Ms Provost highlighted a series of issues, including:


# EQC was late in the programme before repair slots were actively allocated to the homes of vulnerable people;

# Homeowners had experienced inconsistency in information and processes, and long periods without specific information from EQC about their claim, leading to a lack of certainty while waiting for repairs;

# Some homeowners had been dissatisfied, including dissatisfaction with the quality of repairs or the time taken to complete the repairs after work started;

# Some important systems, controls and support functions should have been in place and fully effective sooner, including controls to help manage risks to repair quality.

But Canterbury Earthquake Recovery Minister Gerry Brownlee said all of the problems raised by Ms Provost " have been identified a long time ago and have been part of a discussion and part of EQC's desire to get things sorted out".

Mr Brownlee said some of the failing's identified by the Auditor-General were understandable under the circumstances.

"When you're dealing with a work programme like this that has developed from nothing to be the sort of organisation it's become I think they've done pretty well."

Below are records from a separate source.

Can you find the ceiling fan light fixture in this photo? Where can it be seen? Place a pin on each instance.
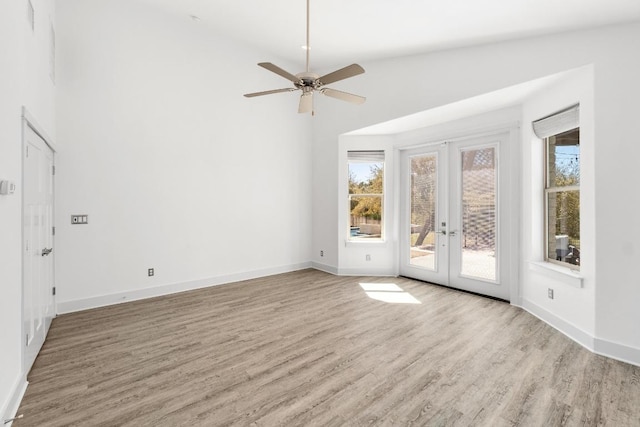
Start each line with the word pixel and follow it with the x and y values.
pixel 309 82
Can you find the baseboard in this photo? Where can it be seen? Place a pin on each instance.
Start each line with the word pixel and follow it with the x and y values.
pixel 578 335
pixel 138 294
pixel 599 346
pixel 10 407
pixel 617 351
pixel 384 272
pixel 324 267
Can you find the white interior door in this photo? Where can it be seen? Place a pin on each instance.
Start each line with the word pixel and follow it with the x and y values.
pixel 38 299
pixel 451 228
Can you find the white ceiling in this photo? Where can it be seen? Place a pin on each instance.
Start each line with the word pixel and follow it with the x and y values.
pixel 347 31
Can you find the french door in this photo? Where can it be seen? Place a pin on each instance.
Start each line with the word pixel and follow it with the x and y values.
pixel 451 231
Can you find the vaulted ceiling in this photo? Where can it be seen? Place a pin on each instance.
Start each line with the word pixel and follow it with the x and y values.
pixel 346 31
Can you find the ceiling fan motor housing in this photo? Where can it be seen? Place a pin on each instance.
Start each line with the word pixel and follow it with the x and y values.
pixel 308 80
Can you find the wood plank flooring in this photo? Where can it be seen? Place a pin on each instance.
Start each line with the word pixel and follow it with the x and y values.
pixel 308 348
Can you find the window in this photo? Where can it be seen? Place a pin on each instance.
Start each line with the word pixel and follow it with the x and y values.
pixel 562 190
pixel 366 195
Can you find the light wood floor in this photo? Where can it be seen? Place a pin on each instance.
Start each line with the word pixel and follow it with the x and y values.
pixel 308 348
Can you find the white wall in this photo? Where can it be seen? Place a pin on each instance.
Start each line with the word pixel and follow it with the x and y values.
pixel 24 81
pixel 175 168
pixel 404 86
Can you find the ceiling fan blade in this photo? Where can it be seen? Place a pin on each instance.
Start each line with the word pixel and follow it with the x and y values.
pixel 341 74
pixel 344 96
pixel 306 103
pixel 275 69
pixel 269 92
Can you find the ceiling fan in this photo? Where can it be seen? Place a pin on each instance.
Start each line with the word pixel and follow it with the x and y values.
pixel 309 82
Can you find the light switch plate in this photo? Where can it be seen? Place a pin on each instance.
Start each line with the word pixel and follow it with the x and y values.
pixel 79 219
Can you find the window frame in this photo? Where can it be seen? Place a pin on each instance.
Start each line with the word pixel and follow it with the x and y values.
pixel 377 156
pixel 547 190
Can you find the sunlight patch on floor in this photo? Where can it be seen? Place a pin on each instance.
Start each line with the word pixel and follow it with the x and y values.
pixel 388 292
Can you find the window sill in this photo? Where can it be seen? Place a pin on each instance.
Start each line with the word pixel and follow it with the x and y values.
pixel 360 243
pixel 558 272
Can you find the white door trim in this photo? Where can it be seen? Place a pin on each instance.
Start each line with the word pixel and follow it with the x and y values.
pixel 30 123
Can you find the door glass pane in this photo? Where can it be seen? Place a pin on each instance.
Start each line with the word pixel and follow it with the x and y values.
pixel 423 211
pixel 478 239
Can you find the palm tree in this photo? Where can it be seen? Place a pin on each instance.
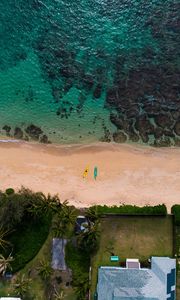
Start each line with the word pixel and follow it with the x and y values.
pixel 82 287
pixel 5 264
pixel 88 239
pixel 44 269
pixel 93 213
pixel 67 213
pixel 3 234
pixel 59 228
pixel 59 296
pixel 22 285
pixel 45 205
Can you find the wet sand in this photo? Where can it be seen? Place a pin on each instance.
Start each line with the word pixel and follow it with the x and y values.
pixel 126 174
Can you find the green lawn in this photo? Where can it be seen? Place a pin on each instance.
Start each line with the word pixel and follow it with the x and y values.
pixel 39 287
pixel 132 237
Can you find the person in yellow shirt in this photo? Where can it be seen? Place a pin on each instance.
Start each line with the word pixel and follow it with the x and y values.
pixel 86 172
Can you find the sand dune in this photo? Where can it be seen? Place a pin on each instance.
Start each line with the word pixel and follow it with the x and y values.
pixel 126 174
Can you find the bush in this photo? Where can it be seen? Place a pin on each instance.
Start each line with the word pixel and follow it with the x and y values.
pixel 133 210
pixel 27 240
pixel 10 191
pixel 175 210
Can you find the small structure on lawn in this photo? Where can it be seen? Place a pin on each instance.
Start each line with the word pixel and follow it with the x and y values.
pixel 58 254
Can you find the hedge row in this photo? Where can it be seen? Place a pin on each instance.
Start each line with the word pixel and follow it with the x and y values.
pixel 175 210
pixel 133 210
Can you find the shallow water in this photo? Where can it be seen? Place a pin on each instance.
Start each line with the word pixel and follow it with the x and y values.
pixel 82 69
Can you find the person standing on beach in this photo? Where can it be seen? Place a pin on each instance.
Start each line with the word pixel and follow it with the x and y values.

In her report, Ms Provost said about 20 per cent of homeowners who had repairs completed in 2013 were dissatisfied with the work and if that proportion was applied to the entire programme "then the owners of more than 14,000 repaired houses would be dissatisfied or very dissatisfied with the repairs".


Repair costs had been "reasonable" so far, but Ms Provost said there were risks they would escalate.

"Keeping repair costs at a reasonable level depends on EQC managing essential controls and systems, staying ahead of the private insurance and central city repair and rebuild work, and completing the home-repair programme by the December 2014 deadline set by EQC."

Ms Provost also noted project management costs associated with the home repair programme at about 12 per cent so far were "at the higher end of what we consider reasonable in the circumstances".

She made five recommendations to the commission including that it continue to improve its approach to auditing repairs, that it improve communications with homeowners, that it refine key performance indicators for the programme, and that it continue to review and if necessary adjust the configuration of repair and project management services in the programme to deliver the best value and results in the circumstances and treat homeowners fairly and consistently.

Ms Provost also recommended the commission identify and record the lessons, tools, and information from the programme to help in the aftermath of future large scale natural disasters.

Mr Brownlee said he expected all of the Auditor-General's recommendations to be picked up.

"Many of them already have been. I think that's the message that's also in the AG's report."

Labour's Earthquake Commission spokesperson Clayton Cosgrove described the report as scathing.

"The Auditor-General's findings that EQC is in disarray are nothing new to the people of Canterbury. They have been trying to tell Gerry Brownlee this for years but he has stuck his fingers in his ears. Mr Brownlee must listen to the Auditor-General and take action."

The findings of considerable dissatisfaction with repair work and was "simply not good enough".

"Cantabrians wanted to have faith in EQC but they have been let down. Cantabrians didn't need an Auditor-General report to tell them how bad things were at EQC. But Gerry Brownlee does. Maybe now he will accept that, under his watch as minister, EQC is in disarray."